Nobody is replying… interesting
OK, I believe I have the answer to the CUDA_ERROR_LAUNCH_FAILED error. There would appear to be two pretty critical numbers that are fed to the decoder in the CUVIDDECODECREATEINFO structure:
ulNumDecodeSurfaces : this relates directly to the size of the PicIndex circular buffer. Not sure what happens if this is too small, but I suspect it isn’t nice. There appears to be a limit on this of 32.
ulNumOutputSurfaces : No idea what this controls, but when I changed it from 2 to 10 the errors stopped.
I am running what is considered to be the decoder post-processing (mapping the frame, color conversion, conversion to RGB, and unmapping the frame) in a separate thread. I suspect that if my queue for this thread exceeds the number of decode surfaces bad things will happen with the PicIndex circular buffer and things will fail.

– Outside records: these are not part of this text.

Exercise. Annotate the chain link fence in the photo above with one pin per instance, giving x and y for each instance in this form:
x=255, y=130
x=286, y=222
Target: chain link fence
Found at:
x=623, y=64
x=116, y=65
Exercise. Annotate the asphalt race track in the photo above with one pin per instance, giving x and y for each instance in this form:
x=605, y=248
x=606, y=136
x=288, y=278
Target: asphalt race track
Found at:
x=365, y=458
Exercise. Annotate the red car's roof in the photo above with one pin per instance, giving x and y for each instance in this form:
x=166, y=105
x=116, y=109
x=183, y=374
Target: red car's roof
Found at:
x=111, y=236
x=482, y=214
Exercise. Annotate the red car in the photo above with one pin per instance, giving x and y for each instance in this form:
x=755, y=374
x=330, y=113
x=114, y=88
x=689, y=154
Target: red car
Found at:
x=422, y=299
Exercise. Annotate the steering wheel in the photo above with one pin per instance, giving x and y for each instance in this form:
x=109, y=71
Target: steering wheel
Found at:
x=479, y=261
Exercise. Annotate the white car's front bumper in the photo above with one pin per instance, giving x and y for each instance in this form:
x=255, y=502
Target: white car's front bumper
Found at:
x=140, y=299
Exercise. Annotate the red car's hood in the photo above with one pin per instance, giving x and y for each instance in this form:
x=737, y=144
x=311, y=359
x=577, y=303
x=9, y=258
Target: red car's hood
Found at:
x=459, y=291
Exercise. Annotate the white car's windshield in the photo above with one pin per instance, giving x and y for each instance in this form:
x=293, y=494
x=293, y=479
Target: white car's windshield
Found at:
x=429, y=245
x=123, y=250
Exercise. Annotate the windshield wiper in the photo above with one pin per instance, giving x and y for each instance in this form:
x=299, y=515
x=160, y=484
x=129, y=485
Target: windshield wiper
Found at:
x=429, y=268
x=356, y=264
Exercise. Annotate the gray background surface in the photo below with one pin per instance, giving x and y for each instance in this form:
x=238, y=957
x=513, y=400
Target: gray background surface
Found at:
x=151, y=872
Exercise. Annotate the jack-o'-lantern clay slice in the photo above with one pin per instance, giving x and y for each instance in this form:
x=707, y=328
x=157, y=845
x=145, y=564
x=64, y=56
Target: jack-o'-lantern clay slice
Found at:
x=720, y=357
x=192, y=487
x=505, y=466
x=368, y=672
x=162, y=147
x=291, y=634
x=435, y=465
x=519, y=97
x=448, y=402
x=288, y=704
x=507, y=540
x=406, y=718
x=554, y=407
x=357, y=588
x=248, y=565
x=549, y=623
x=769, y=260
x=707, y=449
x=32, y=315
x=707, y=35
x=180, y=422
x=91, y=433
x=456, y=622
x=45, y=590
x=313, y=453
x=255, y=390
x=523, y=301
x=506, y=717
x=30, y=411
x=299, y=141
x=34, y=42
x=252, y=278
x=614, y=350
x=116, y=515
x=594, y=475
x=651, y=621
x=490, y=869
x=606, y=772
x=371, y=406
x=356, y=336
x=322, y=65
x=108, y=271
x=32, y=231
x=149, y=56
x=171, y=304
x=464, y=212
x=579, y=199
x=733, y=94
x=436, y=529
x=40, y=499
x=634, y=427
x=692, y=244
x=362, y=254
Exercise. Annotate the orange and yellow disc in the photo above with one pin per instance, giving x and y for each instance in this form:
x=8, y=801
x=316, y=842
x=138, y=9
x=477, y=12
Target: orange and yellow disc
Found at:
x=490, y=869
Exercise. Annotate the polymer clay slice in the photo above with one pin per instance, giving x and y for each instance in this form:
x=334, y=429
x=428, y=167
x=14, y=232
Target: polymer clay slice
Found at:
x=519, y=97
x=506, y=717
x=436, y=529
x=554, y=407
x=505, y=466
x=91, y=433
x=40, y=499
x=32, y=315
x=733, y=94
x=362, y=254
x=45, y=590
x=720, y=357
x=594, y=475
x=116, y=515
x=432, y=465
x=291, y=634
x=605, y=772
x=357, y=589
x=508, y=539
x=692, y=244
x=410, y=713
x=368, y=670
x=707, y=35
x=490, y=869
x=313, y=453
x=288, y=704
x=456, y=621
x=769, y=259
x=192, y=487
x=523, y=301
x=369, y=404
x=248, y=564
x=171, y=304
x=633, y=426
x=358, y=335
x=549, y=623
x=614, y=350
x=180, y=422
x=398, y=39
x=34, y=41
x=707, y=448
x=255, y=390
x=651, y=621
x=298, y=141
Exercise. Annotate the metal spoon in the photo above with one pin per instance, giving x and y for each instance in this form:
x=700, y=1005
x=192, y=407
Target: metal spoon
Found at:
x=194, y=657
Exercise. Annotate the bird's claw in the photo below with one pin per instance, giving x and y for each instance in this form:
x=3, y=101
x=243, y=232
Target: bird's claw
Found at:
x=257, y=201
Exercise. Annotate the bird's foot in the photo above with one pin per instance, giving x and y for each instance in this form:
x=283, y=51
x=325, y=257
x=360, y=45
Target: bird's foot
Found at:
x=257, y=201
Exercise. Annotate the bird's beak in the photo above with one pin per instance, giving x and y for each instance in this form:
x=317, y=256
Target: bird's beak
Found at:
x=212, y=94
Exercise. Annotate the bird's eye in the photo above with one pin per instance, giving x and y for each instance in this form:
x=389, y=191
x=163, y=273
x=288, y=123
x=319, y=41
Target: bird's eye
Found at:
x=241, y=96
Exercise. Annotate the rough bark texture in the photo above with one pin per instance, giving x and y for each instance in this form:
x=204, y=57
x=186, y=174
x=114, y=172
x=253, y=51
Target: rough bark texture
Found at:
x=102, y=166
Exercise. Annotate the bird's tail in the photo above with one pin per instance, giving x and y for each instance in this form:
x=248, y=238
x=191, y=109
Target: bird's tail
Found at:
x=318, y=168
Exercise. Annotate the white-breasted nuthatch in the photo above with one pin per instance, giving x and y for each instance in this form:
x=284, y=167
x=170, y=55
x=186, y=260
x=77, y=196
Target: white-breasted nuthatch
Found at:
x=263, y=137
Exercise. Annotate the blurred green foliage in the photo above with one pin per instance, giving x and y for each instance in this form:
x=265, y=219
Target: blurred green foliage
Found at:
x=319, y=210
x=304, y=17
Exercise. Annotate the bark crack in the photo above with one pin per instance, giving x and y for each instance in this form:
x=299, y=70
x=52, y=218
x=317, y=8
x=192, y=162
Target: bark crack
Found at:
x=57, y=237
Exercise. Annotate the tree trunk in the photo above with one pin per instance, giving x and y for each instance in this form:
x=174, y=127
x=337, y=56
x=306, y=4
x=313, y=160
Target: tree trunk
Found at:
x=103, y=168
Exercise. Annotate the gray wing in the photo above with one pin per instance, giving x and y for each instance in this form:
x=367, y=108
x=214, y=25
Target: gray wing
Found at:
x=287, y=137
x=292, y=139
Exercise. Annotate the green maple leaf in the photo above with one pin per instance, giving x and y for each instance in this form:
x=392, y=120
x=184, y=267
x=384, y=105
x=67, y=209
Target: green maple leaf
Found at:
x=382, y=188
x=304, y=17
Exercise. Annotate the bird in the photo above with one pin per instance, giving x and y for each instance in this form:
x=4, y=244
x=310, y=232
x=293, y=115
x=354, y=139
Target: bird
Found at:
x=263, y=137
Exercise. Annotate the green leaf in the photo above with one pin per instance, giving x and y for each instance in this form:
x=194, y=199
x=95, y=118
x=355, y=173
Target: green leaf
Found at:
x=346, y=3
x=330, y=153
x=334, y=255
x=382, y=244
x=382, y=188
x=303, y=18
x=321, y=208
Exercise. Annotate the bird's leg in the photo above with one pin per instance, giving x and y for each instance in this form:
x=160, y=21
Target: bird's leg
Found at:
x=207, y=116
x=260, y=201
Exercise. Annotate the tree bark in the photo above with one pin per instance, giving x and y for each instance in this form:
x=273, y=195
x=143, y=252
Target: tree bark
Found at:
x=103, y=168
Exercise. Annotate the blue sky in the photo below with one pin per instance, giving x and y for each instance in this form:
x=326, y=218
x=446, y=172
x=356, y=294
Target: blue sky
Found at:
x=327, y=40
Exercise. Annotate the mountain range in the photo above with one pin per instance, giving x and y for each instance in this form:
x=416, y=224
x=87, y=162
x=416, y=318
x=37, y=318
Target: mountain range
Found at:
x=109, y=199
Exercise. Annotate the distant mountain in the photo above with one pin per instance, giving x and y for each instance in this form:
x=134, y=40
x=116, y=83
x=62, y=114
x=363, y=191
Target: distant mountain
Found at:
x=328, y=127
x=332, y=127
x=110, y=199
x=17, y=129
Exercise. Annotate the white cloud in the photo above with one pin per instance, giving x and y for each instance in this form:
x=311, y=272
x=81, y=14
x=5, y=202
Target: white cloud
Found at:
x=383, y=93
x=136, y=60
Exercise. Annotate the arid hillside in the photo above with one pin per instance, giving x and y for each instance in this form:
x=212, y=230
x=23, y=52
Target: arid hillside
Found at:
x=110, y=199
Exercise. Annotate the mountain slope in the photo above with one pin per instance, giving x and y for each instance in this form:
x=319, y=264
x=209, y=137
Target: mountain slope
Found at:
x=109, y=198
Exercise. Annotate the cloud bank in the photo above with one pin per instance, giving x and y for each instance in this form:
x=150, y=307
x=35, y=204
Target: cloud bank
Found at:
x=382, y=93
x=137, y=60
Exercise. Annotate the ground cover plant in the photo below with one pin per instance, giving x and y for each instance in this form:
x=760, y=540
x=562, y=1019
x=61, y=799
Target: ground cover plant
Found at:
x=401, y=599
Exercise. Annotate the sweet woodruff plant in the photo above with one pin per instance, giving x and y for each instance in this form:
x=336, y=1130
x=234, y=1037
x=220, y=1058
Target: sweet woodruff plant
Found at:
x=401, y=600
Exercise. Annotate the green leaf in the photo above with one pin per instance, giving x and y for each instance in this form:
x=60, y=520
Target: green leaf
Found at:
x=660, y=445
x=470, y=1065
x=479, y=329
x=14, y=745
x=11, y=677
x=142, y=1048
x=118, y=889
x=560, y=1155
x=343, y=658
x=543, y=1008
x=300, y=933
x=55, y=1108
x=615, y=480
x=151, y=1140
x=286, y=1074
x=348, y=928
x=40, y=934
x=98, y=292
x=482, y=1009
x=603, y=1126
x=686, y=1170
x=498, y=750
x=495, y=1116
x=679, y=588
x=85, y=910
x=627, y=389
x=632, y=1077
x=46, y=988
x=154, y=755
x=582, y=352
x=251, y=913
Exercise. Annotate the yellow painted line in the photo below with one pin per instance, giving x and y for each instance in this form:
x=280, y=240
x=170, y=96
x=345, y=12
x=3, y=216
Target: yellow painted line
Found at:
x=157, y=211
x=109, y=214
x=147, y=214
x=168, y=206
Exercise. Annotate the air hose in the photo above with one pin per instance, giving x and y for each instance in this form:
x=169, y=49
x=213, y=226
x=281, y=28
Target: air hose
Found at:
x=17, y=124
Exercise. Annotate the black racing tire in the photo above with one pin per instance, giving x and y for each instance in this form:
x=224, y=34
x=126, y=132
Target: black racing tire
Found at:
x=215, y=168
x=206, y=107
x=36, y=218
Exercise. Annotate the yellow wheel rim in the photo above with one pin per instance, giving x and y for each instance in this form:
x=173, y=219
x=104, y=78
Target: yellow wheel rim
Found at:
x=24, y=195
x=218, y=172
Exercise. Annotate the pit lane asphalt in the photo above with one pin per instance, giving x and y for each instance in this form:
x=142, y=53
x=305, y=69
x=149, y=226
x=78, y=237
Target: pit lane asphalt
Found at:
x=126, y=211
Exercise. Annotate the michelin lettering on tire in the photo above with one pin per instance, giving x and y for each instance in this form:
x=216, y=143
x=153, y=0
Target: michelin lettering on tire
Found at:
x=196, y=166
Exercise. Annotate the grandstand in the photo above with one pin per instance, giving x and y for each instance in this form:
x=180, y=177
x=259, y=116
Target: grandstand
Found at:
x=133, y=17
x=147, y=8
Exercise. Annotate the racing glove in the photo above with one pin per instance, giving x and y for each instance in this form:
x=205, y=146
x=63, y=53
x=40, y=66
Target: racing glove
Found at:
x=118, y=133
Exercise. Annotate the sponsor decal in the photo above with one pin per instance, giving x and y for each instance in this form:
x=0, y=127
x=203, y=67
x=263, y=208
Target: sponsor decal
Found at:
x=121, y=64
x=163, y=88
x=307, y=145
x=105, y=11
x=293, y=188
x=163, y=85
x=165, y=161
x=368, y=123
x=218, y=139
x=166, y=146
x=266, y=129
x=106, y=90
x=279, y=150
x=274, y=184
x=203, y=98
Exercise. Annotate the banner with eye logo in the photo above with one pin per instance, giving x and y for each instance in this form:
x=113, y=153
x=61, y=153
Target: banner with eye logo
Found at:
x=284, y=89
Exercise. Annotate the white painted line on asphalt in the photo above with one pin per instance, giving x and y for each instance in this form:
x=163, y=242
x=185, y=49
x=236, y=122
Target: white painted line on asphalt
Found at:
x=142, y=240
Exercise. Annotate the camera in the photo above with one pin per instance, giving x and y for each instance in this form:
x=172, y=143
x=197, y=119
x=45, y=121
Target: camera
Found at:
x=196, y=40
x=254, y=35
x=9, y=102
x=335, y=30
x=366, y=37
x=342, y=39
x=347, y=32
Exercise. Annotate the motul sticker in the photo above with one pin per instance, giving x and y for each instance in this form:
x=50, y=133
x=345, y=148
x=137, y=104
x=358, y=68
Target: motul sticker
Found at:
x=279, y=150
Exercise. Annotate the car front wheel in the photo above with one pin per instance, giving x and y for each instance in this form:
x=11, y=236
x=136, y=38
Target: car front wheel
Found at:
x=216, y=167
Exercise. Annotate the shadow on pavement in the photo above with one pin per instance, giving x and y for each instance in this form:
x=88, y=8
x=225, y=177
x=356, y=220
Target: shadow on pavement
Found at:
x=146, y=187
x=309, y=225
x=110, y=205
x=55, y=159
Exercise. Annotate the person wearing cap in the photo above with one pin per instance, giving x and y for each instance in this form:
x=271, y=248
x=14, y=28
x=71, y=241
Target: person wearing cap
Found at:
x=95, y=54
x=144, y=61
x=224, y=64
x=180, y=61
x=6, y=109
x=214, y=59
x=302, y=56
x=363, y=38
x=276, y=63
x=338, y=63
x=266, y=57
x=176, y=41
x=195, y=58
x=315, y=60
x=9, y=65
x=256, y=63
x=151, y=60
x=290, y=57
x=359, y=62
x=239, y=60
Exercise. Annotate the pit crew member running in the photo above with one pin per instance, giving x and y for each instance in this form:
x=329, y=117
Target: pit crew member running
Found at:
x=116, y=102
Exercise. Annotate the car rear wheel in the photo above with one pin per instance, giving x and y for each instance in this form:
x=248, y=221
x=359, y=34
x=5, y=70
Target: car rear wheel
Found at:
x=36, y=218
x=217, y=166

Evidently, there is something going on with the number of output surfaces as well.
What impact on memory does the number of output surfaces have? I have a 2GB GTX 670 card, but I would like my code to be able to be run on significantly smaller amounts of RAM on smaller cards.
There is a statement in the cudaDecodeD3D9 sample that says they are limiting the decode memory to 24MB by limitimg 1.5 * frame pixels to 16,777,216. OK, sounds reasonable - except with most cards having at least 256MB available isn’t 24MB a little aggressive a limit?
And why is there no comment about the number of output surfaces and what effect that has on memory?